Dave never explains what motivates the politician's stubbornness in the face of intense pressure from his wife and his fellow parishioners.  Does he sense something in his daughter that might make his minister an unsuitable source of counseling?  Does he harbor doubts about his minister?  Or does he simply believe that his daughter deserves to be helped by a professional psychologist?  Whatever the reason, he risks paying a high personal and political price to get his daughter the counseling she needs.

My favorite story revolves around a gun store owner in Florida in the Vietnam era.  His son is seeking conscientious objector status, and he asks his father to sign an affidavit attesting that he (the son) is a member of the Communist Party.  The story shifts back and forth between present-day (late 1960s) and 1950, when the father's unit withstood a savage attack by the Communists at the Pusan Perimeter, a battle that cost him his left arm.  It's clear that the father has never been able to acknowledge his son's politics, but over the course of the story he engages in the painful process of disentangling his son's values from his love for his son.  It's a beautiful and touching story that remains psychologically true-to-life even though it could stand as an allegory for the entire Dave/Sorkin project.
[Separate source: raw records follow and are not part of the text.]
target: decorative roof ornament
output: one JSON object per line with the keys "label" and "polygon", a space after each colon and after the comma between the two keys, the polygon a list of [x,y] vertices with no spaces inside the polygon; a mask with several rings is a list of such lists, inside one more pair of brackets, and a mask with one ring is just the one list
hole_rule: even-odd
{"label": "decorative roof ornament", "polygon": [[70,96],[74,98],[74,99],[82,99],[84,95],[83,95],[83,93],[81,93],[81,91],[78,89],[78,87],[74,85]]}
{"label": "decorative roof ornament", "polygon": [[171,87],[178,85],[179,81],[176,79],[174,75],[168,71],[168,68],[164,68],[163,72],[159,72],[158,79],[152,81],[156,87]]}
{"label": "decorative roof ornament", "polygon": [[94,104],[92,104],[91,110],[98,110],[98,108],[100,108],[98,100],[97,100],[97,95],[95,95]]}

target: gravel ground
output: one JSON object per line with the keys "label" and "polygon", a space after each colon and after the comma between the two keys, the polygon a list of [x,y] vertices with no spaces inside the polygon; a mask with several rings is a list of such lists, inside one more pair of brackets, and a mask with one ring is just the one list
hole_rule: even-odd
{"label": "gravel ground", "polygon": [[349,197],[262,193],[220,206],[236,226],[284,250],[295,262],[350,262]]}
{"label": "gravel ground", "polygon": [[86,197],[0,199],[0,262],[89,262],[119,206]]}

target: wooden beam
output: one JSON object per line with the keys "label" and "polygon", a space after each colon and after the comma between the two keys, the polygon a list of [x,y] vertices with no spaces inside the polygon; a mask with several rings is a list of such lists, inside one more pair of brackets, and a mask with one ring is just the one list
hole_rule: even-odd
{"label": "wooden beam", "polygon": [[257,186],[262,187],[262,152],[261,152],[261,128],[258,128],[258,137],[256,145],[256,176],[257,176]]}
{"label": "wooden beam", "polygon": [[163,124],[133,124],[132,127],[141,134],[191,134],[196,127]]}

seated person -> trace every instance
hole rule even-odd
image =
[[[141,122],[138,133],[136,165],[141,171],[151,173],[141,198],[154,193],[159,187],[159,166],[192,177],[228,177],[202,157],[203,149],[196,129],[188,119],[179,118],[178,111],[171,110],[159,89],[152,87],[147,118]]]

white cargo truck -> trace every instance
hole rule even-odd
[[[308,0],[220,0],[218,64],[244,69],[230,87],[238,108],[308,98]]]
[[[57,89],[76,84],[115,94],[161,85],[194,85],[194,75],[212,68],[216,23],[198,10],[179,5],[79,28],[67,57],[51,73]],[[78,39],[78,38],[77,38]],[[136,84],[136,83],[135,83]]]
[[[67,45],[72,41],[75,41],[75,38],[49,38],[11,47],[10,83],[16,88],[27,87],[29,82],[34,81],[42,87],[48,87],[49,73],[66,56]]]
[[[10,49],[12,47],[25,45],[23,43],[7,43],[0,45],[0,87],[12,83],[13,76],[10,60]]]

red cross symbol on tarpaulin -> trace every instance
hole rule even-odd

Unfortunately, it seems probable that Dave's efforts will be unavailing, at least in the short term.  Already conservative reviewers are calling the gun store owner a "pussy" and attacking Dave's protagonists as RINOs (Republicans In Name Only).  But in a way it doesn't matter:  the book is more than justified by its artistic merits, and it will have served its purpose even if for now it only expands liberal minds and hearts.